Optimizations Behind the Performance Tests

Overview

Apache Doris has evolved from inverted text retrieval in 2.x, to storage-compute separation in 3.x, and now to vector indexing capabilities in 4.x, formally entering the era of AI data analytics. This article is intended for the following readers:

Architects and developers who want to understand why Doris 4.x vector indexing reaches an industry-leading level.
Technical decision-makers evaluating vector databases who need to understand where the performance differences between Doris and dedicated vector databases come from.
Operations and performance engineers who plan to tune ANN search on Doris.

The article is organized around the two main phases of vector retrieval:

Phase	Core goal	Main optimizations
Indexing phase	Speed up index construction without sacrificing quality	Multi-level sharding, two-tier parallelism, SIMD distance computation
Query phase	Control P99 latency under high concurrency	Prepare Statement, Index Only Scan, virtual columns, Scan parallelism, global TopN late materialization

Indexing Phase

The performance of the indexing phase is strongly correlated with the index hyperparameters: the higher the quality, the slower the build. Doris optimizes the data ingestion path to significantly improve ingestion throughput while maintaining high index quality.

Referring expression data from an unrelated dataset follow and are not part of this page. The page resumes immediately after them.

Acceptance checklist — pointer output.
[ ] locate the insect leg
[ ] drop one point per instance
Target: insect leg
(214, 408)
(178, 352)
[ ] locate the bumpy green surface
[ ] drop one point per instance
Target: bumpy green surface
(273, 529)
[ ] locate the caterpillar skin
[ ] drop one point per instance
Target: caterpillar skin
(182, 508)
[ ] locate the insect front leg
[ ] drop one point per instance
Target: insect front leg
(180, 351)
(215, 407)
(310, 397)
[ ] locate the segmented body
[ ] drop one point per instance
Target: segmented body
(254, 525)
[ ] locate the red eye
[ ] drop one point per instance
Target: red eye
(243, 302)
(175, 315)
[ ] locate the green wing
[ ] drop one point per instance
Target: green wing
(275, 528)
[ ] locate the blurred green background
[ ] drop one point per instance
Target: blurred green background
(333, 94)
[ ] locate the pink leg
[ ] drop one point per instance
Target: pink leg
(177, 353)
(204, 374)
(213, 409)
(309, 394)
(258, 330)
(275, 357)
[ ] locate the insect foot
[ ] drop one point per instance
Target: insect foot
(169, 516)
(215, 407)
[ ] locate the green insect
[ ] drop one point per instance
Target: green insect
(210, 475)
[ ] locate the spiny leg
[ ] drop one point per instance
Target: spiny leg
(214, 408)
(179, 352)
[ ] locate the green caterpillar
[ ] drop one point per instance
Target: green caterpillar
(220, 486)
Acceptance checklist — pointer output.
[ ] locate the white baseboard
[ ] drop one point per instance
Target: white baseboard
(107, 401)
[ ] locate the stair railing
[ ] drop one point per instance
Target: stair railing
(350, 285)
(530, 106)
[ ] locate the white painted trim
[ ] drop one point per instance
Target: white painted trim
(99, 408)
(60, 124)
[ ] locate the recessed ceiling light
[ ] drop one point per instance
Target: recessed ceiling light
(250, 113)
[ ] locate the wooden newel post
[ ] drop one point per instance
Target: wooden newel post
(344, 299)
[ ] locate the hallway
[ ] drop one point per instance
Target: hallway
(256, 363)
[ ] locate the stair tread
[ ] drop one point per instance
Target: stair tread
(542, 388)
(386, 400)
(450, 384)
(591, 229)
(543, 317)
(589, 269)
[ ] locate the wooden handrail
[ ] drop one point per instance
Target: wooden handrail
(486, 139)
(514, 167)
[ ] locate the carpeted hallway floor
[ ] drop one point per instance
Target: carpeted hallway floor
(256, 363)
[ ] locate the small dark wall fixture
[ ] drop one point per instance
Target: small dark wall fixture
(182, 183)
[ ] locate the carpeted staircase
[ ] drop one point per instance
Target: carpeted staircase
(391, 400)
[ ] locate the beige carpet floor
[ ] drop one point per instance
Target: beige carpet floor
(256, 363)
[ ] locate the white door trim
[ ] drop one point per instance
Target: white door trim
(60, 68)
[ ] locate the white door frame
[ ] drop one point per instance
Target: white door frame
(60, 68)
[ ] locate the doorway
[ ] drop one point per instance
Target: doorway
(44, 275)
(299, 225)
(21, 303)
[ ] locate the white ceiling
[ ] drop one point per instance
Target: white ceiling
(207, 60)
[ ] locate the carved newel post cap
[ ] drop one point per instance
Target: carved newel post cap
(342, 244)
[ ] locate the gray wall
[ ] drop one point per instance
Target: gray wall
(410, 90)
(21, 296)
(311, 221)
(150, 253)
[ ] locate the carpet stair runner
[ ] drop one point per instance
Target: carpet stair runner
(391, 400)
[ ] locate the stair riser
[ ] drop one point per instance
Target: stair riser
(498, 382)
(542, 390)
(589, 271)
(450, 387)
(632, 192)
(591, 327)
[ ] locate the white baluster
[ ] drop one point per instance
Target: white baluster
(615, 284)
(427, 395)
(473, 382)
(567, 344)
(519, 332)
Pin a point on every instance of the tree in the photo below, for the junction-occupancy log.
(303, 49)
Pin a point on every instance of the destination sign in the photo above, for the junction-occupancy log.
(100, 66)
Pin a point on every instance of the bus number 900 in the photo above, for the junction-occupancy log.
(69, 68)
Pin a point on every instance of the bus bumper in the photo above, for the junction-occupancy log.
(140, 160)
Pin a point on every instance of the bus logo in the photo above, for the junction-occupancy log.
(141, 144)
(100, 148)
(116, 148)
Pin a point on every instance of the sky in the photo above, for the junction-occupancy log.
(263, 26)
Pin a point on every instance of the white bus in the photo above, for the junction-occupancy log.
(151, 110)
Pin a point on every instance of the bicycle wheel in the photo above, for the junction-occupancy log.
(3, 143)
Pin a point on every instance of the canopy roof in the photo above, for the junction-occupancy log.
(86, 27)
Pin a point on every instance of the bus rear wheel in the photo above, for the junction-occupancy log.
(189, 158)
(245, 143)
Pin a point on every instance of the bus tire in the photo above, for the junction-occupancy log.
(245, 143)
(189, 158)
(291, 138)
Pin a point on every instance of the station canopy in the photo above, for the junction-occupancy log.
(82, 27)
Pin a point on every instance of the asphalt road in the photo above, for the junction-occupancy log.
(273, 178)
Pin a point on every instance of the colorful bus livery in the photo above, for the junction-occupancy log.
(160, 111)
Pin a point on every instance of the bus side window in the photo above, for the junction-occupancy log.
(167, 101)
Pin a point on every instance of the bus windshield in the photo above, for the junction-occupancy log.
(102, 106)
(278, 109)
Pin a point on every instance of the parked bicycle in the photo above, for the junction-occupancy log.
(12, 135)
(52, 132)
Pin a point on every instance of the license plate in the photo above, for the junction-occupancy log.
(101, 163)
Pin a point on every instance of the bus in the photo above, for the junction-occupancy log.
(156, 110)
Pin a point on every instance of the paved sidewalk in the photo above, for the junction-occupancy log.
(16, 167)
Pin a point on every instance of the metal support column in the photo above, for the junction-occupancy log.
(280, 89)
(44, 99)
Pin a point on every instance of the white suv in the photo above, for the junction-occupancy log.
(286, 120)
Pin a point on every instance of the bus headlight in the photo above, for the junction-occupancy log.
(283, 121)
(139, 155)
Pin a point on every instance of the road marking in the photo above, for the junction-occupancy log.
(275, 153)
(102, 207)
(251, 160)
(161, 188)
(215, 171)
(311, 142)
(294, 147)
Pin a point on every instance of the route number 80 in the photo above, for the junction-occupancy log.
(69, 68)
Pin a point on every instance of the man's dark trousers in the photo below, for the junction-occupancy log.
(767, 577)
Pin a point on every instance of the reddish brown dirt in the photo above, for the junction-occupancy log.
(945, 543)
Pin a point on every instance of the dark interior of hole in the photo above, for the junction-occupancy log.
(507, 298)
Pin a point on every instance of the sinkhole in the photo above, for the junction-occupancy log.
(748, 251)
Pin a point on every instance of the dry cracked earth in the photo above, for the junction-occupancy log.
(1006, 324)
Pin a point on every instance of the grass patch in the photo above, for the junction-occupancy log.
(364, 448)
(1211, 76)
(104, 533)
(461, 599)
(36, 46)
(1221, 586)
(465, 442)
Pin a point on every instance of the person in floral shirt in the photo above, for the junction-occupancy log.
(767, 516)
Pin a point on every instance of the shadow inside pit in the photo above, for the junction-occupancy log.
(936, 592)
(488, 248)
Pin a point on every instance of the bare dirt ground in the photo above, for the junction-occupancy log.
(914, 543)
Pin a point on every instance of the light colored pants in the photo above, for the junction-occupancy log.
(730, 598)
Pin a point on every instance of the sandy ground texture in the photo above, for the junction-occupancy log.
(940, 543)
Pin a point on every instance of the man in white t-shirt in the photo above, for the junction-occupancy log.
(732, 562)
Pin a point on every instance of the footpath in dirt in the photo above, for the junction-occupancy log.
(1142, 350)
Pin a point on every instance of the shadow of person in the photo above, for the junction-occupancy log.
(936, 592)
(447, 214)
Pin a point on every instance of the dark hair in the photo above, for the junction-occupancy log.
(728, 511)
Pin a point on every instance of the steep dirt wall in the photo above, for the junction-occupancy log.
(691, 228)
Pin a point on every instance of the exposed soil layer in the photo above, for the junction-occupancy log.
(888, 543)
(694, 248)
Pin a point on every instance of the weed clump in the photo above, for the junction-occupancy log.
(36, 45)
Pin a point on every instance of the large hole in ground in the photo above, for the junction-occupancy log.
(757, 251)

At a scale of 768 dimensions and 10M rows, Doris ingestion performance reaches an industry-leading level:

Comparison of Doris vector index ingestion performance

Multi-level Sharding

Doris internal tables are inherently distributed. Users only perceive a single logical table (Table) when querying or ingesting, while the Doris kernel automatically creates physical shards according to the table definition and routes data to the corresponding tablets on BEs based on the partition key and bucket key.

The relationships between the levels are as follows:

Level	Role
Table	The logical table perceived by the user
Tablet	A physical shard that meets the quantity requirement
Rowset	The version control unit produced by each ingestion transaction on a tablet
Segment	The file under a rowset that actually carries the data. The ANN index operates at segment granularity

Hierarchy from table to shard

Vector indexes (such as HNSW) depend on several key hyperparameters. These parameters directly determine index quality and query performance, and typically reach ideal results only at a fixed data scale.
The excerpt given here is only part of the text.